Katie Hobbs marginalizes herself after failed power play against Arizona Chamber

PHOENIX — Democratic Governor Katie Hobbs became the subject of ridicule this week after a failed power play against the state’s largest business association left her alone and marginalized ahead of the upcoming legislative session.

The Arizona Chamber of Commerce and Industry is scheduled to host its annual Legislative Forecast Luncheon this morning at Chase Field. Speakers at the high-profile event include statewide elected officials from both political parties, including Democratic Secretary of State Adrian Fontes and Republican Treasurer Kimberly Yee.

But Hobbs, whose skittish public persona has left some uncomfortable, won’t be showing up.

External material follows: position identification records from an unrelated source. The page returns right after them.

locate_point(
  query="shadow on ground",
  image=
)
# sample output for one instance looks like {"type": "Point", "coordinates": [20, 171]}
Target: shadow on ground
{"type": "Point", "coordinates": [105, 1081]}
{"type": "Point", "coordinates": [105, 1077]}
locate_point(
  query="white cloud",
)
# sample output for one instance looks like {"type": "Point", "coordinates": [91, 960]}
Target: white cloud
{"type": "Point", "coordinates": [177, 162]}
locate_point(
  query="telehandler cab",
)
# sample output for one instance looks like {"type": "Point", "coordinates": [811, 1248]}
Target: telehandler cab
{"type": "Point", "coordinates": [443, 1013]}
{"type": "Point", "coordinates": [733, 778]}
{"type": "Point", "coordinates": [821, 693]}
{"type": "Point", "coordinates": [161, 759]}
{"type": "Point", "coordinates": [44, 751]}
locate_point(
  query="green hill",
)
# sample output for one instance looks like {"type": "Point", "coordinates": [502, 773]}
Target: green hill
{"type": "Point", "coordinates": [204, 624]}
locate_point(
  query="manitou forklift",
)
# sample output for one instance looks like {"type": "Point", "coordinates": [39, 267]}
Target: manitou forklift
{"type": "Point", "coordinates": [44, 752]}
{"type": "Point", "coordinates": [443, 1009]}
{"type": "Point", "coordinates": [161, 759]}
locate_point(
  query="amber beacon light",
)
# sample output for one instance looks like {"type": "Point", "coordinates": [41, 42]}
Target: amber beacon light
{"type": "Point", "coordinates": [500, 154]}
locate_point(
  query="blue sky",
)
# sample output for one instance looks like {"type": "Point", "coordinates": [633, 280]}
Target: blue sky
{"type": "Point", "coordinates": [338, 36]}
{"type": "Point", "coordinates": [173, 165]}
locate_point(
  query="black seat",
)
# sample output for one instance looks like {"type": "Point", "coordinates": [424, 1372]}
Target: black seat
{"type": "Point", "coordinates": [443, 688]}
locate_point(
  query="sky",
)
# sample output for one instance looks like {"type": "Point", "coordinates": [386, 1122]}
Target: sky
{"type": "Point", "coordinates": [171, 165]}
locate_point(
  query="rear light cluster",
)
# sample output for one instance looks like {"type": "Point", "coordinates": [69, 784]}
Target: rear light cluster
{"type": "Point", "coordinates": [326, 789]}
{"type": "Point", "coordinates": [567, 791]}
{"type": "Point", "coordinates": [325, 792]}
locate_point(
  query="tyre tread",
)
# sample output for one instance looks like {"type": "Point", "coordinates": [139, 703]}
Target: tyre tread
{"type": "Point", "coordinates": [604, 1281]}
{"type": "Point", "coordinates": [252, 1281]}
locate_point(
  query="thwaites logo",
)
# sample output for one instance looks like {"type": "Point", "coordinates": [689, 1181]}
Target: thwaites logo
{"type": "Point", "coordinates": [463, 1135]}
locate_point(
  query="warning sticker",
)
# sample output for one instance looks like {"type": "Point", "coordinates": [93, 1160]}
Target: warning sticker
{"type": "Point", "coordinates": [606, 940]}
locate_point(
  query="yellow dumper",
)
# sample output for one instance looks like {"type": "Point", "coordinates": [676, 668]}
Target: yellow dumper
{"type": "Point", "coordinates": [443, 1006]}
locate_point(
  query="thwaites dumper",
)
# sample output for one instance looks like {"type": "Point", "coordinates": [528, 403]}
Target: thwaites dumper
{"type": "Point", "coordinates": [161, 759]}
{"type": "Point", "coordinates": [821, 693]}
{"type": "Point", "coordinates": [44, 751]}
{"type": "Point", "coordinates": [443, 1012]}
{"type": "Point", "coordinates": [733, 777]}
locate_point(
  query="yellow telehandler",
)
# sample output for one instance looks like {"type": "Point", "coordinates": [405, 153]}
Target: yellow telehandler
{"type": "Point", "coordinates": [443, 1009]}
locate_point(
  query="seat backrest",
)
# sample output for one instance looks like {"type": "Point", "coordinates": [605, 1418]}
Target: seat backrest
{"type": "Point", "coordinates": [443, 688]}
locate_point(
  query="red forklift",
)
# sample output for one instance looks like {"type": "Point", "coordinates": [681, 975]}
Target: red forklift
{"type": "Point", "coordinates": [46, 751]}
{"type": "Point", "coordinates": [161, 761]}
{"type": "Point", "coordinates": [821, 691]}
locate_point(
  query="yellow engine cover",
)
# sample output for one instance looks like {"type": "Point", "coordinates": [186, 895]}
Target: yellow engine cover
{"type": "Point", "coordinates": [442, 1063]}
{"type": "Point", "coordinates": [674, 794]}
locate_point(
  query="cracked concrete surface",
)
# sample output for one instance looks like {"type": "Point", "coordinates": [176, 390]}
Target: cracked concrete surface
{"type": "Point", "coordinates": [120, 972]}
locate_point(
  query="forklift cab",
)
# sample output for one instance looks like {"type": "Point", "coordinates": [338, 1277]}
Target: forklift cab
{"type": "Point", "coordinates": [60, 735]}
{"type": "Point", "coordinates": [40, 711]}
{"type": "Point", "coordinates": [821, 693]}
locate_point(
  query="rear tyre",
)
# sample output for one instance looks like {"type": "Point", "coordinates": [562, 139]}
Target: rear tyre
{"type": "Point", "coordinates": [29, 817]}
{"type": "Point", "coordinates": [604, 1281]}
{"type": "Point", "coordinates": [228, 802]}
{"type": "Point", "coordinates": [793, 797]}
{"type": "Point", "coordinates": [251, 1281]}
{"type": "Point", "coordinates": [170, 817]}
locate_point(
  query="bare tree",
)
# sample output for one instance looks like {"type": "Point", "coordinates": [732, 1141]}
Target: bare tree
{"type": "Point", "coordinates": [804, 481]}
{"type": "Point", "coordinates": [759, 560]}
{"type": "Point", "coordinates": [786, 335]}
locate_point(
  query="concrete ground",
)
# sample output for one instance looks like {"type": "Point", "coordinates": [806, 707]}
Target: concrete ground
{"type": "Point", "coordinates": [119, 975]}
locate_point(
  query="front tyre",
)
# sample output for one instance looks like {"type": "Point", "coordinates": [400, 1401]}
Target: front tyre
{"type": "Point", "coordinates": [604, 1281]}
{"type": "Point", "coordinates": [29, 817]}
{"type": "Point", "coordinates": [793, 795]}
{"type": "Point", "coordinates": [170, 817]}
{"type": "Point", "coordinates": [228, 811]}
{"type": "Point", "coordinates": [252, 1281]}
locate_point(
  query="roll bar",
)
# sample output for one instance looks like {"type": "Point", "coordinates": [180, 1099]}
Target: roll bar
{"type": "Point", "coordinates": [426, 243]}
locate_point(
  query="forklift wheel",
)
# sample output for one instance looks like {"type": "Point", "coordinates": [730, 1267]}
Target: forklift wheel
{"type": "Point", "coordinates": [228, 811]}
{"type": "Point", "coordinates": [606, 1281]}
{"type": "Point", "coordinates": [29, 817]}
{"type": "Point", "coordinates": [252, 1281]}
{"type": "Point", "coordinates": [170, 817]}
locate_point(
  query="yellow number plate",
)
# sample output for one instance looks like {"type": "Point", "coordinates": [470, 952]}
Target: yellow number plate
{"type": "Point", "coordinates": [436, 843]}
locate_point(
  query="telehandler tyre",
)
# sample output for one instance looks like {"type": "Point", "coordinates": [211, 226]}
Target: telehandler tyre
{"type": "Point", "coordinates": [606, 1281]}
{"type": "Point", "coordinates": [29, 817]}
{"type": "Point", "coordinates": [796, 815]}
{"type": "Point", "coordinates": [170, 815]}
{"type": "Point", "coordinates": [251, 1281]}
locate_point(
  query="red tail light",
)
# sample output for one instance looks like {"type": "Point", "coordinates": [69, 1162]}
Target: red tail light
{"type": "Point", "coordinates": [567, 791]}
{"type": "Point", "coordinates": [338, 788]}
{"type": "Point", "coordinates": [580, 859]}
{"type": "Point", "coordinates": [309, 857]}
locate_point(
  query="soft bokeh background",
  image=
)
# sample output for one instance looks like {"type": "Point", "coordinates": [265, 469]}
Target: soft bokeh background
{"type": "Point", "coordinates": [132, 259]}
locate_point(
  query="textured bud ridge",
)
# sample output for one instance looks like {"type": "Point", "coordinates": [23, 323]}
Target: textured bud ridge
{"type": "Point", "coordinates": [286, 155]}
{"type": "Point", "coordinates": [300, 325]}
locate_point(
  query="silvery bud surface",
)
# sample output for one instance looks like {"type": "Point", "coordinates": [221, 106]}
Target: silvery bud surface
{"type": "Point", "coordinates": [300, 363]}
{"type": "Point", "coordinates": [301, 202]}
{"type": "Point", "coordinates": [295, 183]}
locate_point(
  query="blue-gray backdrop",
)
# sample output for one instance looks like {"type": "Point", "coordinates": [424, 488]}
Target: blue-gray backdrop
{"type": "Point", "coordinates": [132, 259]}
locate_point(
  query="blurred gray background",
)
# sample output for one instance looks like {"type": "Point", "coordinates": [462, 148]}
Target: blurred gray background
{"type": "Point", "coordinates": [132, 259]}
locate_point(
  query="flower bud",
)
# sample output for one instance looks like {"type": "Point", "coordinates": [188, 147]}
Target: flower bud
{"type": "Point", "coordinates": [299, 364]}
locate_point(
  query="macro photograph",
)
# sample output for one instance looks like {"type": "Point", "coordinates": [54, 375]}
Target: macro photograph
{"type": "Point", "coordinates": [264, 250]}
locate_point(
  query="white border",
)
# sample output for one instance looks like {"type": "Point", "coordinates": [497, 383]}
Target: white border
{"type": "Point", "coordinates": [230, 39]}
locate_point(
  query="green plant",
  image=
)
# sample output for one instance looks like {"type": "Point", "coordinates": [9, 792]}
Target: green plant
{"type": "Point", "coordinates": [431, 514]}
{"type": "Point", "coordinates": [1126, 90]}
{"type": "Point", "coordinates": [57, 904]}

Rumors had been circulating for weeks that the Democrat was threatening to skip the event as leverage against an organization that she views as too close to Republicans, with anonymous sources — who could that be? — suggesting in December that “the Chamber needs to do something to show” Hobbs more respect before she’d accept the invitation.

The governor’s team has now formally declined the invitation, citing scheduling conflicts, two days before the event — and it’s not going how she planned. On Thursday, a railbird told the Yellow Sheet Report that the failed power play has left Hobbs looking “incredibly weak” at the Arizona Capitol and that she has “basically given up a huge leadership opportunity and handed it over to Adrian [Fontes] to be the guy.”

In fact, the Arizona Chamber announced after Hobbs’s decision that Democratic Attorney General Kris Mayes will be speaking at the luncheon, too.

Hobbs’s most recent public event was a private inauguration ceremony, where she banned reporters and was “unable to take the oath of office without stammering and laughing.” Prior to that, the Democrat attended the Western Governors’ Association’s annual winter meeting, where she accidentally fell asleep on stage.